An initial attempt to discover instrument sounds with a transformer. Developed based on Meta's architecture and research.
1. Spacetimeformer - https://github.com/QData/spacetimeformer
2. Hdemucs - https://github.com/facebookresearch/demucs
Try to follow to installation of libraries in each project before you start with our code!
To understand how to run basic Hdemucs, you need to read first: https://github.com/facebookresearch/demucs/blob/main/docs/training.md
After the basic installations and understand of running the demucs, you may strat!
With the full dataset, debugging the architecture can take time after minor or major changes. For debugging purposes, you can simply create a smaller dataset. Update the path where the MUSDB18HQ dataset exists and the path where the reduced dataset should be located.
Helps us to make Meta's architecture smaller and train it. In addition, we added a log of training and testing for the original (but smaller) architecture. The last log contains the results that we present in our paper.

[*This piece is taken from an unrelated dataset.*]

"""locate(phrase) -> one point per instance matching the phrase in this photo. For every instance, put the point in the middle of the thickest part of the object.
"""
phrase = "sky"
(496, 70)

In this notebook, we show the results of Meta's architecture + Spacetimeformer, in order to select hyperparameters for the Spacetimeformer in this project. This notebook is not for running code.

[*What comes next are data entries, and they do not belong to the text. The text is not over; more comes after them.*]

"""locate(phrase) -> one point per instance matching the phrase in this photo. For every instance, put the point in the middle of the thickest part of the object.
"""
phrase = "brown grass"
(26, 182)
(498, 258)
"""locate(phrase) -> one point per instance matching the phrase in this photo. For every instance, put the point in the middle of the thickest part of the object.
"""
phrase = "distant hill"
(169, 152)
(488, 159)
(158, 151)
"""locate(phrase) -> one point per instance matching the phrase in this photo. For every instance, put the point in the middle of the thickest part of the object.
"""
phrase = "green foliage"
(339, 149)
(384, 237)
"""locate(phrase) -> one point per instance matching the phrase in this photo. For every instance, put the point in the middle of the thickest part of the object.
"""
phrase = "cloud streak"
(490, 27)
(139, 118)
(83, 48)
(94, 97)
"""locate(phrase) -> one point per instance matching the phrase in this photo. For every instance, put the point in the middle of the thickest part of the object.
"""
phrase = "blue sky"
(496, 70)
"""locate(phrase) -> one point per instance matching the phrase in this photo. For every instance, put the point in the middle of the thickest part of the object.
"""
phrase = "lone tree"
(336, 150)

This is a folder with Meta's code and the changes that we did to link Meta's original architecture to the Spacetimeformer. We made many changes in the code, most of them are visible at: 'Facebook_Transformers/demucs-main/demucs-main/demucs'. There, you can see our new layer, and how it connects to orignal architecture and how we replace the LSTM + local attention with Spacetimeformer.
Here, we have both the original zip file of Spacetimeformer project and the file after the changes we did. The original code will not work, use the folder! We made changes to the inputs of the model,as well as changing embed file (both in 'nn' files of the Spacetimeformer).

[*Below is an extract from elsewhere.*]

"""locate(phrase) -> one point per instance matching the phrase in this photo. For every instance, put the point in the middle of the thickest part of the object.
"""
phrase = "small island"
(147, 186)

Here, you will see the full logs of the running of our model. The last log is the log with the results that we show in our paper. Also show commands of how to run the model.
a. Remember to update the main_path
b. Remember to update the paths of the dataset and everything else in: Facebooks_code_for_tensors folder and Facebook_Transformers folder if you wish to train the model, using Meta's training doc: https://github.com/facebookresearch/demucs/blob/main/docs/training.md
c. We used dora, a great tool to change and follow the changes of the hyperparameters. Read about it more in Meta's training doc.
d. We started from 81de367c in the training, as this the original Hdemucs.
Facebook's_code_for_tensors is a copy of Meta's code we used for debugging. We saw a lot of changes in the data in Facebook_code_for_tensors/demucs-main/demucs-main/demucs/wav.py on 'get_item', so we saved the final product and loaded it as tensor in the next training. Ultimately, we didn't use it since the I/O time of h5 is the same as the time of changes in data.